Affected information included individuals' name, date of birth, Social Security number, passport number, driver's license or state identification number, treatment and/or diagnosis information, health insurance information, financial information, and/or health information, Fast Track says.
PracticeMax is offering credit and identity monitoring services to those affected, Fast Track says.
Arizona-based PracticeMax first publicly disclosed its cyber incident last October (see: PHI May Have Been Removed in Vendor's Ransomware Attack).
At that time, PracticeMax sent out breach notification letters to certain members of coordination of care health plan clients Humana, Anthem and DaVita Inc., telling individuals that their PHI may have been affected by a ransomware attack that began on April 12 and ended on May 5, 2021.
PracticeMax said last October that it had contacted the FBI about the incident and notified state and federal regulators.
The HHS Office for Civil Rights' HIPAA Breach Reporting Tool website - which lists health data breaches affecting 500 or more individuals - shows that PracticeMax reported the hacking incident on June 30, 2021, as affecting 500 individuals.

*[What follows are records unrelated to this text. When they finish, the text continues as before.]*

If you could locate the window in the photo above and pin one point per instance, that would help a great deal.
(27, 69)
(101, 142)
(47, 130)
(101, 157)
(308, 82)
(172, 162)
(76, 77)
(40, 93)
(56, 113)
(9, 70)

In a notice posted on PracticeMax's website about the incident, the company says its investigation included a review of an affected server and certain compromised email accounts. Some of the data on PracticeMax's server was encrypted as a result of the ransomware, the statement says.
While the company's investigation did not identify evidence confirming that sensitive data had been accessed, acquired or disclosed without authorization, it could not rule out that possibility, the statement says.
Since the incident, PracticeMax has reviewed its existing policies and procedures and implemented additional security safeguards, the company's statement says.
Neither Fast Track nor PracticeMax immediately responded to Information Security Media Group's request for additional details about the breach.
Breach Time Lags
Under HIPAA, HHS and affected individuals must be notified about PHI breaches affecting 500 or more individuals within 60 days of discovering a breach. Some states have even shorter breach notification timelines.
Factors sometimes playing into breach determination and notification also include the facts and circumstances of an incident, such as the advice potentially given by law enforcement and outside counsel, Rose says.
"By default, the covered entity must notify HHS and the patients; however, it is possible for the business associate to do so, so long as a provision is in the business associate agreement," she says.
"The best course of action is for both the covered entity and the business associate to file a breach report, especially in incidents involving more than 500 individuals," Rose says.